🤖 AI Summary
This work addresses the challenge of non-determinism in existing real-time API–based evaluation frameworks for deep research workflows, which undermines reproducibility and cross-system comparison. We propose the first deterministic simulation benchmark tailored for academic literature exploration, decoupling the workflow into three stages: query planning, tool invocation, and relevance assessment. Leveraging a static corpus of 570,000 papers and 2,536 expert-annotated queries, we conduct end-to-end experiments with multiple large language models. Our results reveal significant differences among models in reasoning capabilities, planning strategies, and selection mechanisms, which critically influence multi-turn iterative performance.
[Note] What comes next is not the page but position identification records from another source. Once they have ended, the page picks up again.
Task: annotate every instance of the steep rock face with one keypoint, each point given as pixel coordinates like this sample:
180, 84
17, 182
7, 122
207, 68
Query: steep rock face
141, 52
This framework establishes a reproducible, fine-grained foundation for evaluating and optimizing deep research workflows, offering key insights into the design of effective agent-based scholarly search systems.
📝 Abstract
Tool-augmented large language models have advanced from single-turn question answering to deep research workflows that iteratively plan queries, invoke external tools, and synthesize information to address complex information needs. Evaluating such workflows presents a fundamental challenge: reliance on live APIs introduces non-determinism, as tool invocations may yield different results across runs due to temporal drift, rate limiting, and evolving backend states. This variance undermines reproducibility and invalidates cross-system comparisons. We present ScholarGym, a simulation environment for reproducible evaluation of deep research workflows on academic literature. The environment decouples workflow components into query planning, tool invocation, and relevance assessment, enabling fine-grained analysis of each stage under controlled conditions. Built on a static corpus of 570K papers with deterministic retrieval, ScholarGym provides 2,536 queries with expert-annotated ground truth. Experiments across diverse backbone models reveal how reasoning capabilities, planning strategies, and selection mechanisms interact over iterative refinement.